Articles
Are You Worth Another $100,000 per Year?

by Jacques Werth, Founder of High Probability Selling.  © 2005

Equation Research recently published data indicating that the difference in income between Top Salespeople and Low Performing Salespeople is nearly $100,000 a year!  Where do you fit in?

Average Total Compensation of Salespeople*
High Level Performers $155,055
Mid-Level Performers $93,499
Low Level Performers $64,990

*Source: Equation Research:
Sales & Marketing Management Magazine, May 2005

About 10% of all salespeople are in the High Level Performers category.  However, within that ranking, the Top 1% earn anywhere from 5 to 15 times more than the average of that group.

What accounts for these substantial differences in performance and earning power?  What does it take to earn that kind of money?

It's not working longer and harder, nor “working smarter.”  No one can work 5 times longer and harder than someone who is near the top of the profession, and no one is several times smarter.  The Top 1 Percent are different from the rest.

The Top 1% utilize a different sales process that is radically different from the sales techniques that the other 99% use.  The way they do business doesn't even resemble what most people think of as “Selling.”

The methods of the Top 1% are not a closely guarded “secret.”  Our book, “High Probability Selling,” describes how the Top 1% do business.  It's been on the market since 1993, and 100,000 copies have been sold, presumably to salespeople and sales managers.

Why haven't most sales pros “gotten it” yet?

David Wolfe, an expert marketing consultant in Reston, VA, offers this explanation: "Our brains evolved to resist change, in the interest of giving us stabilized connections to the external world.  To do this, we simply block out information that conflicts with past experiences and beliefs.  Psychologists call this behavior “denial.”

Paraphrasing more of David Wolfe's writing: Most intelligent salespeople recognize the conflict between their beliefs and the new sales realities.  They resolve these conflicts with confabulations about why they must stick with the “tried and true.”  The instinctive, subconscious part of their brains tell them that they have survived by utilizing the old methods - and survival is the most powerful human instinct.
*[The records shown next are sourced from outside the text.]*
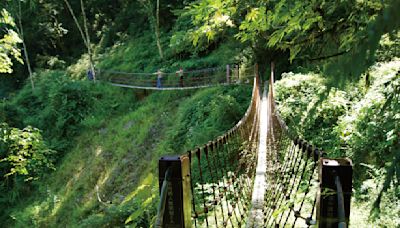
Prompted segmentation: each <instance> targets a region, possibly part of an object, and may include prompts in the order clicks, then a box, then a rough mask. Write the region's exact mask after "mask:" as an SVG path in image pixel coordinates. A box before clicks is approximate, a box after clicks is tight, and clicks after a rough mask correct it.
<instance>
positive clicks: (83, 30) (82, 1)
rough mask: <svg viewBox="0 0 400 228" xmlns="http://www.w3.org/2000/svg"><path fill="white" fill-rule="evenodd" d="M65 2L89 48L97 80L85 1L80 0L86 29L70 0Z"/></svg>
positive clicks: (83, 23)
mask: <svg viewBox="0 0 400 228" xmlns="http://www.w3.org/2000/svg"><path fill="white" fill-rule="evenodd" d="M64 2H65V4H66V5H67V8H68V10H69V12H70V13H71V16H72V18H73V19H74V22H75V25H76V27H77V28H78V30H79V33H80V34H81V38H82V40H83V43H84V44H85V46H86V48H87V52H88V55H89V64H90V70H91V72H92V74H93V79H94V80H96V74H95V68H94V62H93V52H92V47H91V44H90V35H89V30H88V26H87V18H86V13H85V6H84V4H83V1H82V0H80V4H81V11H82V17H83V25H84V29H85V30H83V29H82V26H81V25H80V23H79V21H78V18H77V17H76V15H75V13H74V10H73V9H72V7H71V5H70V3H69V2H68V0H64Z"/></svg>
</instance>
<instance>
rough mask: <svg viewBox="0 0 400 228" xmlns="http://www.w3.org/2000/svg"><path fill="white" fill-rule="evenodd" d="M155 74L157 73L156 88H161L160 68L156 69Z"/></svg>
mask: <svg viewBox="0 0 400 228" xmlns="http://www.w3.org/2000/svg"><path fill="white" fill-rule="evenodd" d="M155 74H156V75H157V88H162V85H161V80H162V77H163V72H162V71H161V70H160V69H158V71H157V72H156V73H155Z"/></svg>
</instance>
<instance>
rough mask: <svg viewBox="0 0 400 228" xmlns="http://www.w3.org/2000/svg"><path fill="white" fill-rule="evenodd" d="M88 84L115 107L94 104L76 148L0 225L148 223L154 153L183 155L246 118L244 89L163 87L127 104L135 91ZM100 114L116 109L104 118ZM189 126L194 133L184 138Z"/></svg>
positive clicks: (150, 218) (66, 157)
mask: <svg viewBox="0 0 400 228" xmlns="http://www.w3.org/2000/svg"><path fill="white" fill-rule="evenodd" d="M77 83H83V82H77ZM47 84H48V83H47ZM44 85H45V84H40V85H39V86H44ZM39 86H38V87H39ZM83 86H85V85H83ZM88 86H90V88H91V91H92V92H93V93H95V92H96V91H97V88H98V87H99V88H98V89H99V91H102V93H104V97H102V98H101V101H103V102H102V103H101V104H102V105H106V107H107V106H108V105H107V102H110V100H109V99H111V98H110V97H111V96H112V95H113V98H112V99H115V100H116V103H118V104H119V106H118V107H117V108H116V109H117V110H115V111H112V109H109V108H108V109H103V107H101V106H100V105H99V106H97V105H95V107H94V108H93V109H91V110H93V111H92V114H93V115H86V116H85V117H84V119H83V121H81V126H82V127H81V128H80V129H79V132H78V133H77V135H76V136H74V137H73V138H72V142H73V144H74V146H73V147H70V149H68V150H66V151H68V153H66V154H65V157H64V158H63V159H62V160H61V161H60V163H59V165H58V166H57V170H56V171H55V172H53V173H52V174H50V176H49V177H48V178H46V179H45V180H41V181H40V186H41V187H38V189H37V190H36V191H35V194H34V195H32V196H31V197H29V198H28V199H26V200H24V202H21V203H18V204H16V205H14V206H13V207H12V209H10V210H7V211H6V213H4V216H5V217H6V218H5V217H2V220H1V221H2V222H0V224H2V225H3V224H11V226H13V225H15V226H21V227H22V226H26V225H31V226H35V227H38V226H57V224H65V225H66V226H87V227H99V226H125V225H128V226H133V227H149V226H151V225H152V222H153V218H154V216H155V213H156V207H157V202H158V194H159V192H158V182H157V180H158V178H157V176H158V174H157V161H158V159H159V157H160V156H161V155H165V154H180V153H182V152H183V151H185V150H187V149H188V147H189V146H191V145H193V144H198V143H205V142H207V141H209V140H211V139H213V138H214V137H215V136H217V135H219V134H221V133H222V132H224V131H226V130H227V129H229V128H231V127H232V126H233V124H234V123H236V122H237V121H238V120H239V119H240V118H241V116H242V115H243V113H244V111H245V109H246V107H247V105H248V101H249V97H250V92H251V90H250V87H246V86H245V87H239V86H229V87H223V86H221V87H216V88H209V89H201V90H196V91H181V92H179V91H178V92H175V91H160V92H153V93H151V94H149V95H148V96H147V97H145V98H144V99H143V100H140V101H137V100H134V101H133V103H134V104H130V103H132V100H133V99H132V98H131V99H130V98H129V96H128V94H131V93H132V90H124V89H120V88H111V87H109V86H107V85H92V84H90V83H88ZM100 88H101V90H100ZM38 90H39V91H40V89H39V88H38ZM107 90H109V92H107ZM99 99H100V98H99ZM99 103H100V102H99ZM29 104H30V105H34V104H33V103H29ZM95 104H96V102H95ZM27 105H28V104H27ZM131 106H134V108H133V109H129V107H131ZM108 107H109V106H108ZM119 108H121V110H124V112H119V111H118V110H120V109H119ZM7 109H8V110H10V109H9V108H7ZM42 111H43V112H44V111H45V110H44V109H43V110H42ZM103 111H104V112H110V114H111V113H114V114H113V115H112V116H110V115H106V114H104V115H103V114H101V113H102V112H103ZM95 113H96V114H95ZM97 113H100V114H97ZM35 115H40V113H36V114H35ZM95 115H98V116H95ZM188 129H191V130H190V132H191V134H192V136H191V137H186V136H185V133H186V132H188ZM43 131H44V132H45V131H46V129H43ZM96 186H98V190H96V189H97V187H96ZM97 194H99V196H100V198H101V200H102V202H99V201H98V198H97ZM10 216H11V217H10ZM3 221H4V222H3Z"/></svg>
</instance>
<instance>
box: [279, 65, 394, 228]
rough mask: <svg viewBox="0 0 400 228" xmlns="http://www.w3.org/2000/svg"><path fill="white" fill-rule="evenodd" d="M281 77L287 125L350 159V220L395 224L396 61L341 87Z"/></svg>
mask: <svg viewBox="0 0 400 228" xmlns="http://www.w3.org/2000/svg"><path fill="white" fill-rule="evenodd" d="M282 77H283V78H282V80H280V81H279V82H277V83H276V94H277V102H278V104H279V110H280V112H281V114H282V116H283V117H284V119H285V121H286V122H287V123H288V124H289V127H290V128H291V129H293V130H295V131H296V132H297V133H298V134H299V135H301V136H302V137H303V138H305V139H306V140H308V141H310V142H312V143H313V144H314V145H317V146H318V147H321V148H323V149H325V150H326V151H327V153H328V154H329V156H331V157H335V156H336V157H344V156H346V157H350V158H351V159H352V160H353V164H354V174H353V186H354V194H353V203H352V209H351V219H350V220H351V224H354V225H355V224H357V225H359V226H362V227H370V226H384V227H398V226H399V225H400V220H399V219H398V214H399V211H400V209H399V205H400V201H399V199H400V198H399V192H400V191H399V190H400V189H399V185H398V178H399V176H400V173H399V172H398V170H399V162H398V161H399V159H400V158H399V157H400V147H399V145H400V143H399V140H400V139H399V138H400V133H399V129H400V126H399V123H400V115H399V111H400V98H399V91H400V86H399V85H400V60H399V59H398V58H395V59H393V60H392V61H389V62H381V63H377V64H375V65H374V66H373V67H372V68H371V69H370V70H369V71H368V72H367V73H366V74H365V75H364V76H363V78H362V79H361V80H359V81H356V82H349V81H347V83H346V84H344V85H340V84H341V83H339V82H338V80H337V79H333V80H331V78H329V77H323V76H322V75H319V74H315V73H308V74H300V73H298V74H294V73H287V74H284V75H283V76H282ZM332 85H333V87H332ZM396 170H397V171H396ZM396 176H397V177H396Z"/></svg>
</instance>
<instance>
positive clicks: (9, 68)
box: [0, 9, 23, 73]
mask: <svg viewBox="0 0 400 228" xmlns="http://www.w3.org/2000/svg"><path fill="white" fill-rule="evenodd" d="M0 13H1V15H0V73H12V72H13V70H12V66H13V62H12V59H11V58H12V57H14V58H15V59H16V60H17V61H18V62H20V63H23V61H22V59H21V52H20V50H19V49H18V47H17V44H18V43H21V42H22V40H21V39H20V38H19V36H18V34H17V33H16V32H15V31H14V30H12V28H13V27H14V26H15V22H14V19H13V18H12V17H11V15H10V14H9V13H8V11H7V10H5V9H2V10H1V12H0Z"/></svg>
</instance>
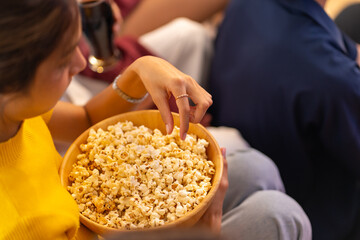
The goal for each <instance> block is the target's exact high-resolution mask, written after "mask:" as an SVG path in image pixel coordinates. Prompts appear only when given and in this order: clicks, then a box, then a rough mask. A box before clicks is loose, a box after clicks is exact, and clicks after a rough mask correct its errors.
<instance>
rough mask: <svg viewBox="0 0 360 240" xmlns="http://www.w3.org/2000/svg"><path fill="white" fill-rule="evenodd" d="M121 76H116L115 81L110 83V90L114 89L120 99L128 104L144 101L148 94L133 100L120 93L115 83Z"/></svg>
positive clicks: (147, 95)
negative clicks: (123, 99) (141, 97)
mask: <svg viewBox="0 0 360 240" xmlns="http://www.w3.org/2000/svg"><path fill="white" fill-rule="evenodd" d="M120 76H121V75H118V76H117V77H116V78H115V80H114V81H113V83H112V88H113V89H114V91H115V92H116V93H117V94H118V95H119V96H120V97H121V98H123V99H124V100H125V101H127V102H129V103H139V102H142V101H144V99H145V98H146V97H147V96H148V95H149V93H146V94H145V96H143V97H142V98H133V97H130V96H129V95H127V94H126V93H124V92H123V91H121V89H120V88H119V87H118V85H117V81H118V79H119V78H120Z"/></svg>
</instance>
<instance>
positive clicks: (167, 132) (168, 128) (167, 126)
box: [165, 124, 171, 134]
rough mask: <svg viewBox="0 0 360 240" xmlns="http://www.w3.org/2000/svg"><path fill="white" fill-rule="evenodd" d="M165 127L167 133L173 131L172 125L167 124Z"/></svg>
mask: <svg viewBox="0 0 360 240" xmlns="http://www.w3.org/2000/svg"><path fill="white" fill-rule="evenodd" d="M165 127H166V133H167V134H170V133H171V129H170V125H169V124H166V125H165Z"/></svg>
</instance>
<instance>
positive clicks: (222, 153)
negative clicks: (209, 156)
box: [221, 148, 226, 156]
mask: <svg viewBox="0 0 360 240" xmlns="http://www.w3.org/2000/svg"><path fill="white" fill-rule="evenodd" d="M221 153H222V155H223V156H226V148H221Z"/></svg>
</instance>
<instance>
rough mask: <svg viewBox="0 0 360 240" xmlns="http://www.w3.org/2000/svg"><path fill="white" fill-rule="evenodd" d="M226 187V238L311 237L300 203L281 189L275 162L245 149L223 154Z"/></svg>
mask: <svg viewBox="0 0 360 240" xmlns="http://www.w3.org/2000/svg"><path fill="white" fill-rule="evenodd" d="M227 161H228V174H229V188H228V191H227V193H226V197H225V200H224V205H223V219H222V236H223V237H224V238H225V239H227V240H233V239H234V240H235V239H236V240H238V239H239V240H262V239H266V240H272V239H284V240H287V239H289V240H290V239H291V240H292V239H304V240H307V239H311V235H312V233H311V224H310V221H309V219H308V217H307V216H306V214H305V212H304V211H303V209H302V208H301V207H300V205H299V204H298V203H297V202H296V201H295V200H293V199H292V198H290V197H289V196H287V195H286V194H285V193H284V192H285V191H284V185H283V183H282V180H281V177H280V174H279V171H278V169H277V167H276V166H275V164H274V163H273V162H272V161H271V160H270V159H269V158H268V157H266V156H265V155H264V154H262V153H260V152H259V151H257V150H255V149H252V148H247V149H243V150H239V151H236V152H233V153H231V154H230V155H228V156H227Z"/></svg>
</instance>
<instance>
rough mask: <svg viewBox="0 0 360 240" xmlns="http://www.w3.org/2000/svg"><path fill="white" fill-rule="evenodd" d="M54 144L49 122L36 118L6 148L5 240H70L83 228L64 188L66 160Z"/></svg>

Philadelphia psychotherapist Dr. Wayne Diamond, who works with a large number of salespeople, has observed this resistance to changing sales beliefs in his practice.  He describes it as “fear-based denial.”  Dr. Diamond notes that most salespeople are in such deep denial that they even deny that they experience any fear.  They use words like “uncomfortable,” “uneasy,” “awkward,” and “anxious,” which are all euphemisms for fear.

The cost of all this avoidance, fear, and denial among salespeople is well over a $100,000 a year in lost income.

Can you find the courage to face and overcome your fears?  If you don't overcome your aversion to change, how are you going to improve your earning power?  What will it take?  If you're not ready now, will you ever be ready?